Artes literárias

Desassossegos da quarentena

Imagem de KLEITON Santos por Pixabay 

Trancou-se em casa com seu silêncio. Cerrou portas e janelas, encerrou contratos e adiou prazos. Espiou a rua pela fresta da cortina: os vizinhos também se trancaram, as ruas receberam apenas folhas dançantes trazidas pelo vento. As casas fingiam-se de mortas, espiando a coagida mansidão do lado de fora. A vida pareceu se calar alguns instantes.

No prédio de quatro andares onde morava, os corredores sussurravam palavras incompreensíveis e não mais os passos insistentes, incessantes, dissonantes. Desejou muitas vezes aquele silêncio, sim, desejou impacientemente. 

Sentou-se atenta e engoliu as mortes anunciadas pela TV. Então sentiu o medo sentar-se ao seu lado e se encolheu no canto do sofá para lhe dar lugar. Porém ele foi se instalando sorrateiro, arrastando-se pelas paredes, espalhando-se pelas almofadas, derramando-se no carpê. Viu quando escapou pelos beirais da porta.

Calou a TV, mas o mundo virtual escapou da tela e as vozes foram ficando cada vez mais audíveis em sua mente. Calou as redes sociais, pois percebeu que o vírus era também virtual, de modo que foi atingida pelo ódio, pelas contendas, e levantou-se zonza pelos golpes recebidos. Calou a palavra. Silenciou de vez.

Começou a ficar angustiada com a solidão, pois o esposo nunca vinha. E, por um surto de segundos, esqueceu que ele nunca viera, pois nunca mais se entregara ao amor. O amor é para tolos, decidiu depois da última espera, depois da última morte de sentimentos. 
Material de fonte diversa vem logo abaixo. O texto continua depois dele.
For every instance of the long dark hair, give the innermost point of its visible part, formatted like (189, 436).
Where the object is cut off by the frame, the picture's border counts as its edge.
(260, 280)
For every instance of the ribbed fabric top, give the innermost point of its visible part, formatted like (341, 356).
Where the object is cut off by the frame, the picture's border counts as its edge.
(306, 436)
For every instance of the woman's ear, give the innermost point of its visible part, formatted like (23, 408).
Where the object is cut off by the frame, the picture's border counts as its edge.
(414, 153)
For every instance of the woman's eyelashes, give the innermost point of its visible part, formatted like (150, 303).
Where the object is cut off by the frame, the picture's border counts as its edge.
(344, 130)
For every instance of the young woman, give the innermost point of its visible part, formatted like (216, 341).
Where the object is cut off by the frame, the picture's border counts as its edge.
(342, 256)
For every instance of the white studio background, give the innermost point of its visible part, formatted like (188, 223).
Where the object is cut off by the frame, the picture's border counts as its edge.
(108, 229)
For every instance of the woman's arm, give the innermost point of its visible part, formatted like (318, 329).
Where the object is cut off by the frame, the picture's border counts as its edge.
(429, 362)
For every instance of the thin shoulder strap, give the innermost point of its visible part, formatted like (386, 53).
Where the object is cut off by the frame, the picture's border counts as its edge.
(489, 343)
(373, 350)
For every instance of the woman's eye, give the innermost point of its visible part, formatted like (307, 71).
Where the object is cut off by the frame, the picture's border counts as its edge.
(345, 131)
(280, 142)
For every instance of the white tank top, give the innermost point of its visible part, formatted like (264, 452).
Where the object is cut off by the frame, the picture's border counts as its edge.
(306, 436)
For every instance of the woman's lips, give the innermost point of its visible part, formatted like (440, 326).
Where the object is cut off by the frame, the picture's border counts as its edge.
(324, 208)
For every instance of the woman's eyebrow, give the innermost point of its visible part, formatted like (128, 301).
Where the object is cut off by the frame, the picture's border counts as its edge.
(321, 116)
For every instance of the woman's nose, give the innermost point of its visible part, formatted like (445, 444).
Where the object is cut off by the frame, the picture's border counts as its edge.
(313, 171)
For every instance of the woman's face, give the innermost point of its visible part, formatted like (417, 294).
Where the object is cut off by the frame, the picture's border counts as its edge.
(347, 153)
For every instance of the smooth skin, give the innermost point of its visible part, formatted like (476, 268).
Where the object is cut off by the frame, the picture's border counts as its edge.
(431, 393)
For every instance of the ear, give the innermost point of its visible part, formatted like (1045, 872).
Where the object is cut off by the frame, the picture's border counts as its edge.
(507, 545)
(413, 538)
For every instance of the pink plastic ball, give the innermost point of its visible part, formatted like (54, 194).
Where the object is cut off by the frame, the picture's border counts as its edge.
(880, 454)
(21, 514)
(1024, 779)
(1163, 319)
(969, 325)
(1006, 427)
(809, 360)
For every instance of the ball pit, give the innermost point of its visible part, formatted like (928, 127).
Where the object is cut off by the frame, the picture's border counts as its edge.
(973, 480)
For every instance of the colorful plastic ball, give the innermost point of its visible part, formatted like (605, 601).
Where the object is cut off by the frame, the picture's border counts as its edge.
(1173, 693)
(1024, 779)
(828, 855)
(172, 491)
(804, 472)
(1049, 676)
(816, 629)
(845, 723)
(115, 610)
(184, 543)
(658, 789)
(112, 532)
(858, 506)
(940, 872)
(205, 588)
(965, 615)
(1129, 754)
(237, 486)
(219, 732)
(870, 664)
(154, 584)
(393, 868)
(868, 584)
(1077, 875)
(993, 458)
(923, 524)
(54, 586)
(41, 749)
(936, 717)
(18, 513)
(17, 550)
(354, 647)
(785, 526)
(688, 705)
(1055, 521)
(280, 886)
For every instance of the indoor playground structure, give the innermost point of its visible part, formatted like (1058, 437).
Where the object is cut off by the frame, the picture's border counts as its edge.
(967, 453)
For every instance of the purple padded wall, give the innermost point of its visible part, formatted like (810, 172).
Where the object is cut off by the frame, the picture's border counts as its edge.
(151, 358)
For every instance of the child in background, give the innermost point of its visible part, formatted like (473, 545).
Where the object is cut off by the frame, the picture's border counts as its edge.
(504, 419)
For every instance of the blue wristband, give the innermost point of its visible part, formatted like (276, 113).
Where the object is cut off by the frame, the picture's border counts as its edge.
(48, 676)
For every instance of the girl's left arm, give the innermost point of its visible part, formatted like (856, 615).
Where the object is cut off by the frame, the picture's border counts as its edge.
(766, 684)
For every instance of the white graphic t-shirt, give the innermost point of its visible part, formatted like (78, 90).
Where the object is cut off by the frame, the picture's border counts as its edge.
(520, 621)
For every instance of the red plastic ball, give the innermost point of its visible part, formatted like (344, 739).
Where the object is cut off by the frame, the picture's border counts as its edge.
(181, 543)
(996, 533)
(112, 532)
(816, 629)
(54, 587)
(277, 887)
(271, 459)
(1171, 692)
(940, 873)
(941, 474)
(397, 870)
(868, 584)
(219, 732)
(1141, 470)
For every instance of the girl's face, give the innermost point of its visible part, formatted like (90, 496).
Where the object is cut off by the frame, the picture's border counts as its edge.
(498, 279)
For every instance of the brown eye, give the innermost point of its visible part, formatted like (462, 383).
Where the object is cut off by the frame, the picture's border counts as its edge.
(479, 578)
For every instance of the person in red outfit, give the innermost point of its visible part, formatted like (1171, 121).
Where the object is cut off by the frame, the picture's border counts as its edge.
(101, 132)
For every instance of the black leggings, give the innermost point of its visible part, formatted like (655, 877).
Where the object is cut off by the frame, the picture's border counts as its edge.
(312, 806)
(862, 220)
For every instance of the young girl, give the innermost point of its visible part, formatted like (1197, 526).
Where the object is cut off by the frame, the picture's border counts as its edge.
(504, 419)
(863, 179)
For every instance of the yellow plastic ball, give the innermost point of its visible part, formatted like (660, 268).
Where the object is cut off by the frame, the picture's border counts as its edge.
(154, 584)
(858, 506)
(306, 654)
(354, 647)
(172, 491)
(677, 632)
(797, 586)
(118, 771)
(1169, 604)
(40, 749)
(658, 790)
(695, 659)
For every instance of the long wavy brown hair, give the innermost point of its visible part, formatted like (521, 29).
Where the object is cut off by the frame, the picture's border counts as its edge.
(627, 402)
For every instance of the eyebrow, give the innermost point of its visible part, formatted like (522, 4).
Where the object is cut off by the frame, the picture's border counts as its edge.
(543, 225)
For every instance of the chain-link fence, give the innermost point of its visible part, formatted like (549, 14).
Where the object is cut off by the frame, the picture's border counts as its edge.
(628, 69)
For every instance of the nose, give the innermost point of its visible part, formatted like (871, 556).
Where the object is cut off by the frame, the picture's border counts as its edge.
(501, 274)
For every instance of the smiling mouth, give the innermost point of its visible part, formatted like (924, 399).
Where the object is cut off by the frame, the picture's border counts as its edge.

O passar dos dias em isolamento aproximou desavisados e revelou verdades dissimuladas. O álcool entrou nas casas, entrou ainda em maior quantidade em goladas, subiu enlouquecido em mentes já transtornadas. À certa altura, as paredes não mais sussurravam, mas deixavam escapar gritos ensandecidos do casal do quarto andar. Pensou ter ouvido um pedido de socorro, mas convenceu a si mesma que estava ouvindo demais. Quem sabe um grito abafado? Devia averiguar? Sim, questionou-se, mas temeu que o vírus pudesse invadir ínfimas brechas e calou a voz que quis clamar por justiça.

O isolamento não acabou, mas a vizinha sim, sufocada por seu agressor. Desconfiou pelo movimento no prédio, confirmou pela circular por debaixo da porta, a que se abaixou para ler com medo de tocar o papel. Caminhou de um lado para outro e correu lavar as mãos. A partir daquele dia, as paredes sussurravam sangue em seu ouvido, e lavava as mãos constantemente. Covarde, dizia-lhe uma voz latente no seu silêncio. Calou a consciência e foi lavar as mãos outra vez. Podia ter agido, mas não agiu, gritaram as paredes. Podia ter sentido, mas não sentiu. Calou a empatia. E foi novamente lavar as mãos.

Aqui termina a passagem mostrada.